Some guidance on locating soil data sources.

Datasets of soil institutes of EU memberstates are typically found on the INSPIRE GeoPortal, filter by theme ‘soil’.
ESDAC hosts a series of pan European datasets, including the Lucas database.
Datasets of academic projects can best be located at OpenAire Explore
ISRIC - World soil information hosts a discovery service including some 200 datasets at https://data.isric.org, and a separate collection of external soil resources
Global Soil Partnership provides a number of global soil maps
FAO provides a number of legecay soil maps and databases in the Soils portal
Google provides a dedicated dataset search option, operating on structured data of websites

Multiple source data models

INSPIRE provides guidance on how to indicate in metadata the level of harmonisation of the service. Unfortunately this feature is not broadly adopted yet, many data providers provide non harmonised data without indicating it as such.

In case data is provided using the INSPIRE Soil Model you can use Hale Studio to import gml to an alternative datamodel.

Because INSPIRE Soil is based on the Observations and Measurements model, it is possible to publish soil data using a SOS or SensorThings API. At this moment there are no known implementations of SOS or STA to provide Soil data. I’m not aware of procedures to download full datasets from a sensor service and transform them, but the use case may not be relevant to sensor data. A multitude of sensor clients is available to interact directly with Sensor Services, providing the options to filter the results and extract only the relevant data for a use case.

Importing WFS data

Because a single INSPIRE Soil dataset consists of multiple featuretypes (plots, profiles, horizons, observations, …) requesting the full dataset is not possible using a single WFS GetFeature request. Instead a client should consult the service capabilities to evaluate which featuretypes are available and iterate over each of them.

INSPIRE mandates the availability of a stored query on any WFS which is able to download the full dataset in a single request. This is by far the easiest option to download a dataset. However consider that this option is not provided by some providers.

The GDAL utility supports GMLAS (GML Application Schema) and is able to import gml from WFS and store it in for example a database. See the GDAL recipe for an example. Hale studio is also able to import data from a WFS.

!!! note

If you open a rich INSPIRE WFS service in QGIS, you will get unexpected results. In some cases QGIS will be able to extract a geometry and display the layer, but in other cases it will open each featuretype as a table (without geometry). Links between layers and tables are not imported. A [GMLAS plugin](https://plugins.qgis.org/plugins/gml_application_schema_toolbox/) (based on the GDAL GMLAS functionality) has been developed in 2016, but adoption has been low and the project seems currently unmaintained.

Code list mappings

Common codelists are stored on the INSPIRE registry, or common registries such as Agrovoc or Gemet.
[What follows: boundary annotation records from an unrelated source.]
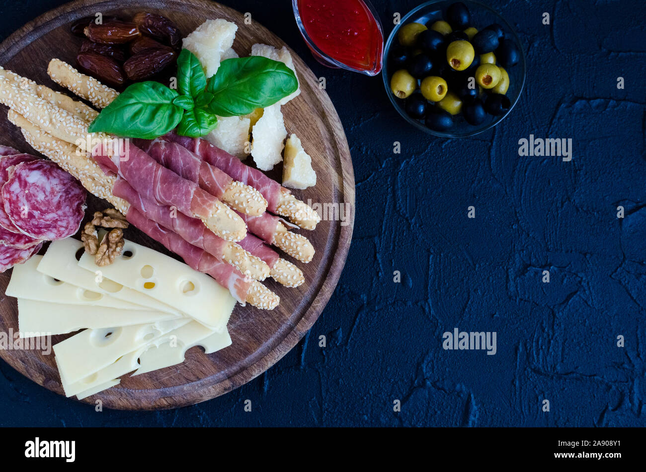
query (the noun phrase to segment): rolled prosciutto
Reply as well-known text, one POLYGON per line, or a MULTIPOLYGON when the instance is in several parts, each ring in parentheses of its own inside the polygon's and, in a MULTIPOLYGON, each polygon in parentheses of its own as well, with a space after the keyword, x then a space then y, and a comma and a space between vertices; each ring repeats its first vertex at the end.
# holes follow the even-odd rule
POLYGON ((229 289, 236 300, 244 304, 252 279, 245 277, 234 267, 185 241, 174 231, 147 218, 134 207, 128 210, 126 219, 140 230, 163 244, 167 250, 182 257, 187 265, 211 275, 218 284, 229 289))
POLYGON ((242 220, 216 197, 160 164, 131 143, 125 143, 125 149, 116 150, 105 144, 94 149, 92 157, 105 172, 118 174, 148 200, 199 218, 224 239, 237 241, 246 236, 242 220))
POLYGON ((243 164, 237 157, 213 146, 205 139, 180 136, 174 131, 165 134, 161 139, 182 145, 235 180, 257 190, 267 200, 267 210, 269 211, 276 211, 281 191, 287 191, 278 182, 257 169, 243 164))

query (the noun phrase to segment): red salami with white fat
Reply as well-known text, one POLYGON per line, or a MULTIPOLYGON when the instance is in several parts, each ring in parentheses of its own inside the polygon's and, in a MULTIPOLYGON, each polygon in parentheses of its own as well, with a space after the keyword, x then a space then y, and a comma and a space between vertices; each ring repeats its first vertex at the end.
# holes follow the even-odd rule
POLYGON ((81 226, 85 189, 50 161, 37 159, 8 168, 2 188, 5 211, 22 233, 54 241, 71 236, 81 226))
MULTIPOLYGON (((21 154, 17 153, 16 154, 2 154, 3 152, 12 152, 16 151, 13 148, 10 148, 6 146, 0 145, 0 189, 6 182, 7 179, 9 178, 9 171, 8 169, 12 166, 15 166, 17 164, 20 164, 21 162, 26 162, 31 161, 36 161, 37 157, 35 157, 29 154, 21 154)), ((14 224, 9 219, 9 217, 7 216, 6 213, 5 212, 5 205, 0 205, 0 226, 2 226, 4 229, 11 231, 12 233, 20 233, 20 230, 18 230, 14 224)), ((22 233, 21 233, 22 234, 22 233)), ((0 237, 1 239, 1 237, 0 237)), ((5 242, 0 242, 0 244, 6 244, 5 242)), ((10 244, 11 246, 11 244, 10 244)))
POLYGON ((43 247, 41 242, 26 249, 17 249, 0 245, 0 272, 10 269, 17 264, 22 264, 36 254, 43 247))

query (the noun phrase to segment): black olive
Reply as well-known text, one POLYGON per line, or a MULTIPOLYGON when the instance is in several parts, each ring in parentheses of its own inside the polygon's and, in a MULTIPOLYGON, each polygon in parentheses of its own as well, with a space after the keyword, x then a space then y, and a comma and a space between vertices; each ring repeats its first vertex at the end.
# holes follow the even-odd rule
POLYGON ((496 35, 497 35, 498 36, 498 39, 499 41, 502 41, 505 38, 505 30, 503 30, 503 27, 499 25, 498 25, 498 23, 494 23, 493 25, 490 25, 484 29, 495 31, 496 35))
POLYGON ((430 75, 432 70, 433 61, 423 53, 412 57, 408 63, 408 72, 415 79, 423 79, 430 75))
POLYGON ((390 49, 390 61, 396 69, 406 66, 406 63, 410 57, 410 52, 408 48, 397 44, 390 49))
POLYGON ((448 112, 433 108, 426 113, 426 119, 424 123, 426 128, 432 130, 446 131, 453 127, 453 117, 448 112))
POLYGON ((462 113, 464 115, 466 123, 474 126, 482 124, 486 118, 486 113, 484 112, 483 101, 479 98, 464 103, 462 106, 462 113))
POLYGON ((453 30, 464 30, 471 21, 469 9, 462 2, 452 3, 446 9, 446 19, 453 30))
MULTIPOLYGON (((499 44, 498 35, 492 30, 483 30, 476 33, 471 40, 471 44, 473 44, 476 54, 493 52, 499 44)), ((497 57, 498 55, 496 54, 495 57, 497 57)))
POLYGON ((484 110, 494 116, 504 115, 511 106, 509 98, 502 93, 491 93, 484 101, 484 110))
POLYGON ((455 95, 462 99, 463 102, 468 102, 473 101, 474 99, 478 97, 478 86, 474 82, 474 88, 469 88, 469 80, 468 79, 464 79, 461 83, 456 84, 456 86, 453 88, 453 92, 455 92, 455 95))
POLYGON ((417 45, 428 53, 439 51, 444 43, 444 36, 434 30, 422 31, 417 36, 417 45))
POLYGON ((503 43, 495 50, 495 58, 505 69, 516 65, 520 57, 518 46, 511 39, 503 39, 503 43))
POLYGON ((415 119, 421 119, 426 115, 428 102, 421 93, 413 93, 406 101, 406 112, 408 116, 415 119))
POLYGON ((469 41, 469 37, 463 31, 454 31, 446 35, 446 42, 447 44, 450 44, 453 41, 469 41))

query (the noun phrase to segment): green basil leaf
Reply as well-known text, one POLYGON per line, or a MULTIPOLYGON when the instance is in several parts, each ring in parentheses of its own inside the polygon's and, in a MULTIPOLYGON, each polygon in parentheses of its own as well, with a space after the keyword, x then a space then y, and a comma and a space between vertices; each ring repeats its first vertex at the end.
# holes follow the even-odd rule
POLYGON ((218 117, 205 110, 193 108, 184 113, 177 128, 180 136, 201 137, 209 134, 218 124, 218 117))
POLYGON ((182 49, 177 58, 177 88, 180 93, 194 98, 206 88, 202 64, 187 49, 182 49))
POLYGON ((158 82, 140 82, 126 88, 103 108, 89 131, 152 139, 178 125, 183 110, 172 104, 178 93, 158 82))
POLYGON ((198 108, 203 108, 211 103, 211 101, 213 99, 213 93, 209 93, 206 90, 200 92, 198 94, 198 96, 195 97, 195 106, 198 108))
POLYGON ((298 86, 294 71, 258 55, 223 61, 209 81, 213 94, 209 110, 219 116, 240 116, 273 105, 298 86))
POLYGON ((180 95, 172 101, 172 104, 177 105, 180 108, 191 111, 195 106, 193 99, 187 95, 180 95))

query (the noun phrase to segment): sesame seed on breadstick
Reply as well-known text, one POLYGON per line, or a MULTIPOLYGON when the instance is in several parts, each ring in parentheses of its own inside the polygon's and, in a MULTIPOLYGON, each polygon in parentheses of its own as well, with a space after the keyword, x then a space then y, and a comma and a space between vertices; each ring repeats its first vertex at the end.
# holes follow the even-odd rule
POLYGON ((257 308, 273 310, 280 302, 280 297, 258 280, 254 280, 247 293, 245 301, 257 308))
POLYGON ((53 59, 47 66, 47 74, 52 81, 98 108, 105 108, 119 93, 99 82, 93 77, 81 74, 66 62, 53 59))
If a value needs to be registered which is not in those registries, organisations have the option to publish an extended version of the code list locally. Code list values are typically provided as a URI referencing the concept in a registry.

The soil model has various codelists. Important codelists are the (WRB) soil clasification, the observed soil property and the methods used in the laboratory. It is important to understand if the method used impacts the measured value. For example there are various methods to measure pH, which each give a specific value. Pedo transfer functions exist to recalculate the value based on the method used. Prior to applying a pedo transfer function, you have to map the codelist from the remote dataset to the code list used locally. Some cases can exist:

Both datasets reference the same value from a common code list
The dataset references a remote concept, but it matches with a concept used locally
The dataset references a remote concept, but no local representation exists for the concept
No information exists on the concept used

Option 1 is optimal, option 2 requires a mapping table (a suggestion can be made to include the concept on the inspire registry), option 3 and 4 are problematic, these cases should be decided on case by case. Hale studio includes an option to provide mapping tables to map codelist values.